Catalogue

Anders Härm & Hanno Soans, Kristina Norman / Pribalts, 2006, video documentary – New Wave: Estonian artists of the 21st century (no. 1). Winter 2007 [Exhibition]. Tallinn, 2008:

The subject of the film „Pribaltõ“ (2006) is the russian-speaking population of the Baltic states. It begins with an animated sequence of black and white photographs moving across the screen that introduces the main protagonists and the artist herself. While two of them are examples of successful russian-Estonian integration, Schtschedrin has left Tallinn for Moscow and is an aspiring young actor who occasionally struggles with the memories of his perished childhood homeland – Soviet Estonia. During the course of the film we are made aware that all of them, including the filmmaker herself, have experienced difficulty forming a cultural identity because of state policy that requires each applicant to pass an Estonian language exam in order to attain citizenship.
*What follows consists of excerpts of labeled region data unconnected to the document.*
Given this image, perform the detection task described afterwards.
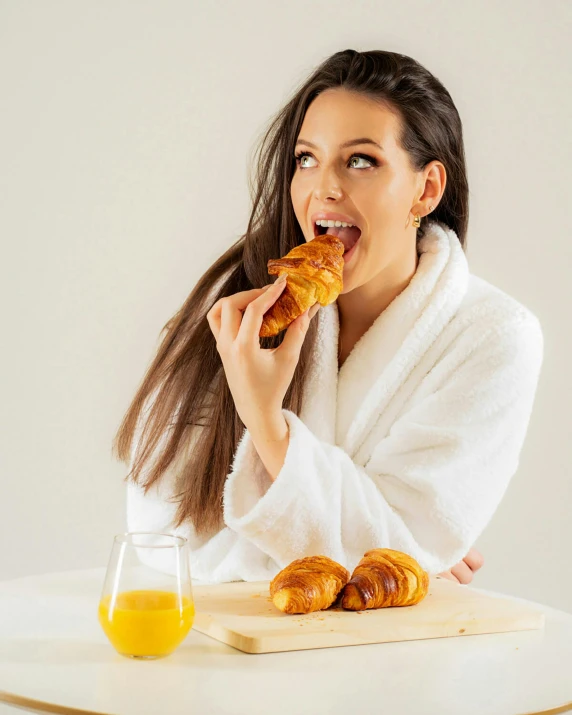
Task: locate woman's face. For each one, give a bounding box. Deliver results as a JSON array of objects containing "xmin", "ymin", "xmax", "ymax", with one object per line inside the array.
[{"xmin": 290, "ymin": 89, "xmax": 436, "ymax": 293}]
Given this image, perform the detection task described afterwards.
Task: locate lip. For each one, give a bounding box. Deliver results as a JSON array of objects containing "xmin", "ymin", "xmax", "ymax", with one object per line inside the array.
[{"xmin": 310, "ymin": 211, "xmax": 362, "ymax": 237}]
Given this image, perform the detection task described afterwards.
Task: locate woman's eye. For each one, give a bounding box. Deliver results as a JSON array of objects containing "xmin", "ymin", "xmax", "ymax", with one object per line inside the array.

From one angle, when you consider the fact that the artist, as is revealed in the opening minutes of the documentary, is the product of a mixed family herself and has matriculated from a russian school in Tallinn, the reason for this change in emphasis becomes quite self-evident. All these questions which are reduced by both sides to basic (but thus even crueller) ideological opposition – you can either be for us or against us – run through Norman´s life as a personal dilemma, both by blood lineage and by cultural choices. The fact that the artist has one foot in each community makes it easy for her to relate, by way of documentary mimicry, both to russian chauvinism and Estonian nationalism. As a link between two communities, she acts in present tense as a double agent of art, responsible only to her own oeuvre. But it is her freedom to operate with the surfeit material, an undeniably personal point of view, and the deliberate „blue-eyed“ perspective which makes her 53-minute film one of the most intriguing political works in Estonian art in the last few years.